После смерти Шумахера командиром эскадры назначен был Реш. Если бы в нашей стае была «демократия», мы бы единогласно избрали его же.
– Ну и как он вам, Герман? – Реш глядит на меня понимающим взглядом – он еще год назад, в безмятежном, счастливейшем августе, был так же сумрачен, говоря: эти русские будут нас убивать, мы сильнее, но мы не бессмертны, как бы в это ни верилось, как бы явственно ни ощущалось.

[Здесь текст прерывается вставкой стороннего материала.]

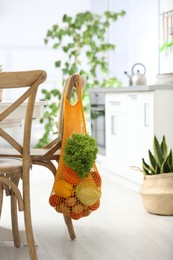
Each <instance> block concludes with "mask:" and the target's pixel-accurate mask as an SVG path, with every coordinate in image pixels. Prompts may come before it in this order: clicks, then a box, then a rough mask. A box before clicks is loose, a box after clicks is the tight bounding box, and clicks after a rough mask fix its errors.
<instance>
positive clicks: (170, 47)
mask: <svg viewBox="0 0 173 260" xmlns="http://www.w3.org/2000/svg"><path fill="white" fill-rule="evenodd" d="M172 47H173V40H171V41H166V42H164V43H163V44H162V46H161V47H160V52H161V51H167V50H172Z"/></svg>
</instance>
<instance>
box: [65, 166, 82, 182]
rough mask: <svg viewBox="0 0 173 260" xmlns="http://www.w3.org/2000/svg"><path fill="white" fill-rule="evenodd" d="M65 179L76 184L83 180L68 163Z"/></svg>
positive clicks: (65, 174) (69, 181)
mask: <svg viewBox="0 0 173 260" xmlns="http://www.w3.org/2000/svg"><path fill="white" fill-rule="evenodd" d="M63 179H64V180H65V181H67V182H69V183H71V184H72V185H74V186H76V185H77V184H78V183H79V182H80V181H81V178H80V177H79V176H78V175H77V173H76V172H74V171H73V170H72V169H71V168H69V167H68V166H66V165H65V167H64V171H63Z"/></svg>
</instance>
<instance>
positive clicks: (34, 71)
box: [0, 70, 46, 260]
mask: <svg viewBox="0 0 173 260" xmlns="http://www.w3.org/2000/svg"><path fill="white" fill-rule="evenodd" d="M45 79H46V73H45V72H44V71H43V70H35V71H23V72H1V73H0V89H10V90H12V89H16V93H19V94H20V93H21V90H22V94H21V95H20V96H19V97H17V99H16V100H15V101H14V102H13V103H12V104H11V105H9V107H8V108H7V109H5V110H4V111H3V112H1V113H0V136H1V138H2V139H4V140H5V141H6V142H7V143H9V144H10V145H11V146H12V147H13V149H12V150H13V151H14V150H15V151H17V153H18V154H20V159H19V158H14V157H10V156H9V155H8V157H7V156H5V155H3V154H1V158H0V213H1V210H2V204H3V194H4V192H5V193H6V195H10V197H11V221H12V232H13V238H14V244H15V246H16V247H20V245H21V242H20V236H19V228H18V218H17V202H18V208H19V211H23V212H24V222H25V231H26V238H27V243H28V249H29V254H30V258H31V259H32V260H36V259H37V255H36V249H35V243H34V236H33V230H32V221H31V210H30V179H29V177H30V174H29V172H30V168H31V165H32V162H31V157H30V139H31V126H32V118H33V111H34V105H35V98H36V94H37V89H38V87H39V85H40V84H41V83H42V82H44V81H45ZM24 101H25V102H26V113H25V116H24V126H23V141H22V144H20V143H19V142H18V141H17V140H16V139H15V137H14V136H13V132H14V131H12V133H10V134H9V132H7V129H6V128H4V127H3V126H4V122H5V120H9V118H11V117H13V113H14V112H15V110H17V109H20V106H21V104H23V103H24ZM11 127H12V126H11ZM7 154H8V152H7ZM19 181H21V182H22V188H21V189H20V188H19V185H18V184H19Z"/></svg>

– Он остался живым, – пожимаю плечами со значением: «этим все сказано». – Я уж было совсем разуверился, что когда-нибудь это скажу, но, по всей видимости, мы столкнулись с чрезвычайно одаренным человеком. Это решительно противоречит нашей расовой теории, но зато не вступает в разлад ни с теорией Дарвина, ни с представлением о Божественном промысле.
– Ну что ж, поздравляю, – усмехается Реш, зная, чем я питаюсь – Наконец-то вы встретили сильного русского. Поздравляю вас всех, господа. Эти красные черти, полагаю, из тех, кто сумел выжить на протяжении всего сорок первого года. Слабых мы сожгли сразу, а эти остались. Только самые сильные в их воздушном питомнике. Они прошли естественный отбор, который мы устроили иванам, и теперь представляют угрозу много большую, чем изначально. И если мы не перережем их сейчас, то через год придется начинать сначала. Оставшись живыми, они воспитают других, молодых, и это будут новые дивизии – с чем, с чем, а с поголовьем у русских все в порядке. А нам, в свою очередь, Герман, придется заняться вот этими… – Он задрал лицо к небу и кивнул на закат, как на завтрашний день.

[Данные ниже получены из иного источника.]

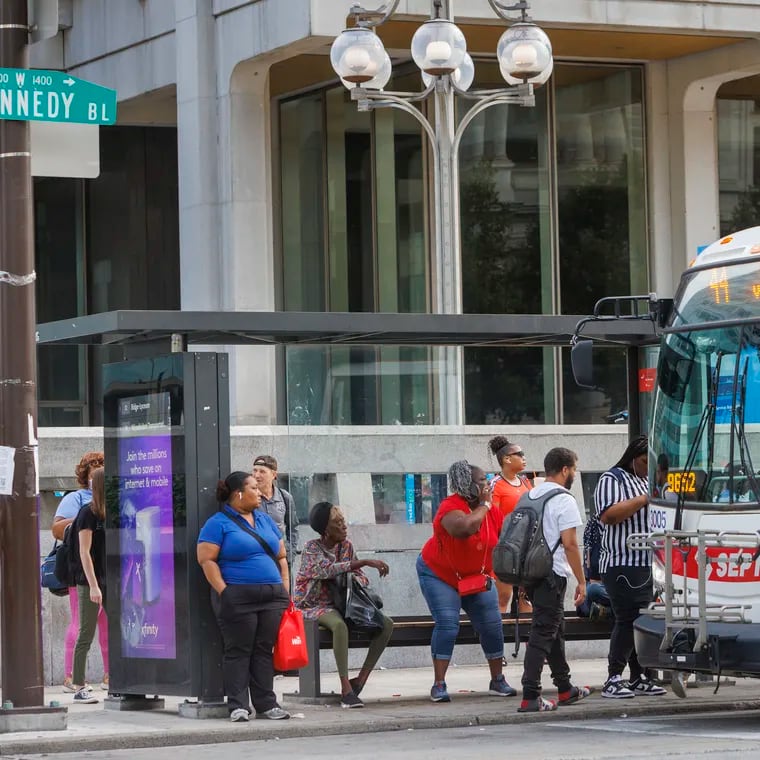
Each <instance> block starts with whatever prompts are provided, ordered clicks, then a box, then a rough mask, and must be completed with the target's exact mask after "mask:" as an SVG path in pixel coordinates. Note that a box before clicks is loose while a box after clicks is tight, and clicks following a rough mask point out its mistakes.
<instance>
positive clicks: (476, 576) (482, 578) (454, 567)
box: [441, 516, 493, 596]
mask: <svg viewBox="0 0 760 760" xmlns="http://www.w3.org/2000/svg"><path fill="white" fill-rule="evenodd" d="M484 522H485V525H486V536H485V538H484V539H483V543H484V545H485V548H484V550H483V562H482V563H481V567H480V572H478V573H472V574H470V575H464V576H462V575H460V574H459V572H458V571H457V569H456V568H455V567H454V564H453V563H452V561H451V558H450V557H449V555H448V554H446V553H445V552H444V554H446V558H447V559H448V560H449V564H450V565H451V569H452V570H453V571H454V575H456V577H457V592H458V593H459V596H471V595H472V594H480V593H482V592H483V591H490V590H491V585H492V583H493V581H492V579H491V576H490V575H488V574H487V573H486V556H487V554H488V536H489V533H490V531H489V526H488V516H486V518H485V520H484ZM441 550H443V547H441Z"/></svg>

С подкрашенного киноварью запада накатывает гул: восьмерка 109-х идет на обомлевшую Солдатскую – какие-то несомые бурливым Тереком плоты, какие-то бесхвостые птенцы, блуждающие широко и слепо, порывисто вихляя и подпрыгивая.
– Идут на штурмовку! Спасайте свои головы, ребята, сейчас эти кретины нас благословят!

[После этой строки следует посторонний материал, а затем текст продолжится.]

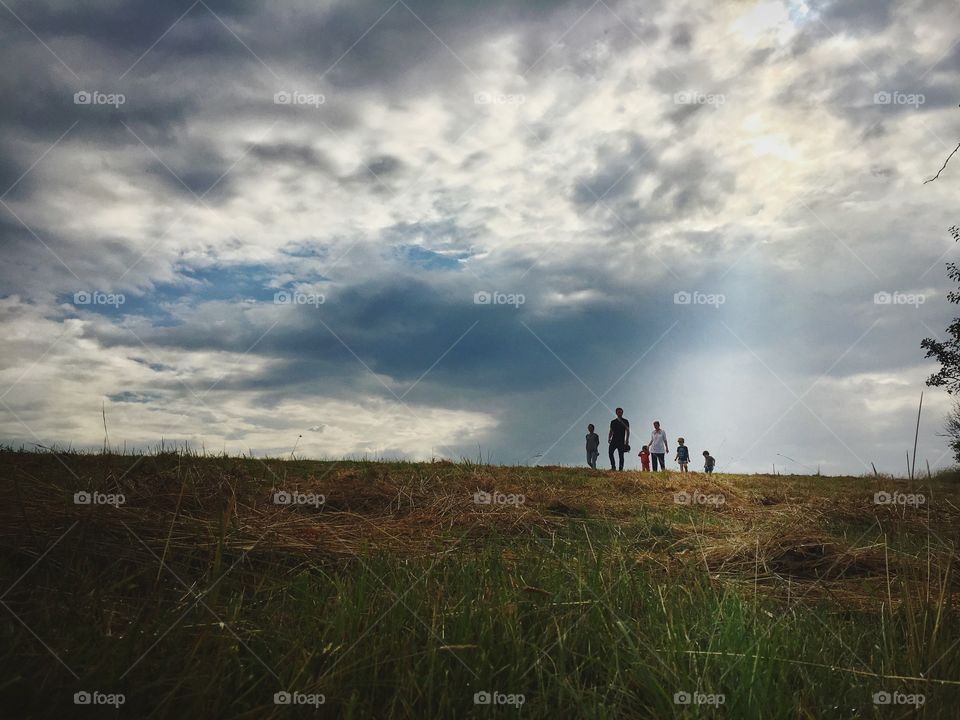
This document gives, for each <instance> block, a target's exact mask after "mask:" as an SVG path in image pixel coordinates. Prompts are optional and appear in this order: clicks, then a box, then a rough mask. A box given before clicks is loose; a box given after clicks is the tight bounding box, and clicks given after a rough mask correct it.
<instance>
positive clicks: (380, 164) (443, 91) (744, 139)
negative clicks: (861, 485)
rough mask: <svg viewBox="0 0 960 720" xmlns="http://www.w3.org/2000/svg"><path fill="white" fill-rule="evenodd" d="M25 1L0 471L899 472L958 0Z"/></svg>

С грехом пополам притершийся к грунтовке «мессершмитт» стремительно и неостановимо катится к огромному сараю далеко за концом полосы – и вот уже продавливает носом загрохотавшие дощатые ворота и молотит в сарайных теснинах винтом, с ужасающим треском врубившись в косяки замечательно чистыми новыми крыльями и едва не втянув под тесовую крышу антенну.
– Бог мой, где же их сделали?
– Одного из них сделал я. – На похоронно скорбном лице Реша проступает то жалкое и сострадательное любование, с которым все отцы от века глядят на единственных сыновей и последышей.